Notice type: 3rd Party Publications
Problem Or Issue:
Atomoxetine is authorised for the treatment of Attention-Deficit/Hyperactivity Disorder (ADHD) in children of 6 years and older, and in adolescents, as part of a comprehensive treatment programme. Treatment with atomoxetine must be initiated by, or under the supervision of, a physician with appropriate knowledge and experience in treating ADHD. A comprehensive treatment programme typically includes psychological, educational and social measures and is aimed at stabilising children with a behavioural syndrome characterised by symptoms which may include chronic history of short attention span, distractability, emotional lability, impulsivity, moderate to severe hyperactivity, minor neurological signs and abnormal EEG. Learning may or may not be impaired. Pharmacological treatment is not indicated in all children with this syndrome and the decision to use the drug must be based on a very thorough assessment of the severity of the child’s symptoms in relation to the child’s age and the persistence of symptoms.
In light of concern about the increased risk of suicidal thoughts and behaviour associated with its use, a European review of available data on the risks and benefits of atomoxetine was undertaken. This review concluded that the overall balance of risks and benefits of atomoxetine remains positive in the treatment of ADHD in children of 6 years and older and in adolescents. However, in order to optimise the safe use of atomoxetine, the IMB wishes to highlight the following safety information to healthcare professionals:
- Due to concerns about an increased risk of suicidal thoughts and behaviour, patients should be monitored for signs of depression, suicidal thoughts or suicidal behaviour and referred for appropriate treatment if necessary.
- Seizures are a potential risk with atomoxetine and it should therefore be introduced with caution in patients with a history of seizure. Discontinuation of atomoxetine should be considered in any patient developing seizure or if there is an increase in seizure frequency. Caution is advised with concomitant use of medicines which are known to lower the seizure threshold (such as antidepressants, neuroleptics, mefloquine, buproprion or tramadol).
- Reports of QT interval prolongation have been received in association with atomoxetine. Therefore, it should be used with caution in those with congenital or acquired long QT or a family history of QT prolongation. This risk may be increased if atomoxetine is used concomitantly with other drugs that produce QT prolongation (such as neuroleptics, class IA and III anti arrhythmics, moxifloxacin, erythromycin, methadone, mefloquine, tricyclic antidepressants or lithium), drugs that can cause electrolyte disturbances (such as thiazide diuretics) and those that inhibit cytochrome P450 2D6.
- There is a risk of rare, but sometimes severe, hepatic disorders. Atomoxetine should be discontinued in patients with jaundice or laboratory evidence of liver injury, and should not be restarted.

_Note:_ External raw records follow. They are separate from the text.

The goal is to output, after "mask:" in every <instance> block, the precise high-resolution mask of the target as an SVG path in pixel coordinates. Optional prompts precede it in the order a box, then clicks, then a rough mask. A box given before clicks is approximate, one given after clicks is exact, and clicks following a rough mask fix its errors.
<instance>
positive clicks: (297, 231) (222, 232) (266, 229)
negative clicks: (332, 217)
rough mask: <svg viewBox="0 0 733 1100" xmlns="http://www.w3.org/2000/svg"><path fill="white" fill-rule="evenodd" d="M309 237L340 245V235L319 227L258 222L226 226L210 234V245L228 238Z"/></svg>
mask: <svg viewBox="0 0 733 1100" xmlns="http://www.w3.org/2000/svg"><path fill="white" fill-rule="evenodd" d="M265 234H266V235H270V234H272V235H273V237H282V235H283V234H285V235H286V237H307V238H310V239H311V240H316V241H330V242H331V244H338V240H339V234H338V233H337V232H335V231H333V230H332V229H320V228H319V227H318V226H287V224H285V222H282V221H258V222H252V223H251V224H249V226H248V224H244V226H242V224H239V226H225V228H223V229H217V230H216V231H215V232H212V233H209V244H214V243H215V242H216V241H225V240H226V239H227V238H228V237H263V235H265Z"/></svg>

Healthcare professionals are reminded to adhere to the approved recommendations for use of atomoxetine and to closely monitor patients during use, advising them to report any symptoms associated with treatment to their doctor. To date, adverse reactions reported in Ireland have been consistent with the known safety profile of the product and healthcare professionals are encouraged to continue reporting suspected cases to the IMB in the usual way. Online reporting is available by following the links at www.hpra.ie.